Dentro dos impactos esperados, vale ressaltar a visão de Glaucius Oliva sobre o programa de mobilidade acadêmica como instrumento transformador de vidas e de sociedade: "Os bolsistas do CsF constituem um grupo seleto que pelos próprios méritos conseguiram essa oportunidade de realizar um ano da graduação fora do país. É um prêmio, mas também uma grande responsabilidade. Essa oportunidade vem de recursos públicos, de impostos que todos contribuímos e representa um investimento para o aprendizado individual, mas também social. Vocês vão voltar e, ao longo da vida profissional, vão aproveitar a rede de contatos criada e o conhecimento adquirido para ajudar o Brasil a se tornar uma sociedade menos desigual e, para isso, precisamos inovar”.

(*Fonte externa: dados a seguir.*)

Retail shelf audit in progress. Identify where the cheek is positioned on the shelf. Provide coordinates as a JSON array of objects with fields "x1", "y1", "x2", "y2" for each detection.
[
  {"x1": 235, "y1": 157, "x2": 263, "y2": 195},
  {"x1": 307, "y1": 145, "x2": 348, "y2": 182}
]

Participar da graduação-sanduíche no exterior é um diferencial no currículo de qualquer estudante, de acordo com Henrique Paim: “Os bolsistas aqui presentes são o futuro da ciência aplicada no Brasil. Dentro de alguns anos, quando forem pesquisadores e professores do futuro, poderão trazer mais desenvolvimento e crescimento ao país". Somando vozes, Jorge Almeida Guimarães afirma que a participação no programa permite oportunidades únicas aos estudantes brasileiros: "Os bolsistas do Ciência sem Fronteiras têm a possibilidade de conviver por algum tempo nas melhores universidades do mundo".

Criado em julho de 2011, o CsF é “fruto do esforço conjunto dos Ministérios da Ciência, Tecnologia e Inovação (MCTI) e do Ministério da Educação (MEC), por meio de suas respectivas instituições de fomento – CNPq e Capes –, e Secretarias de Ensino Superior e de Ensino Tecnológico do MEC”. (Portal do CsF).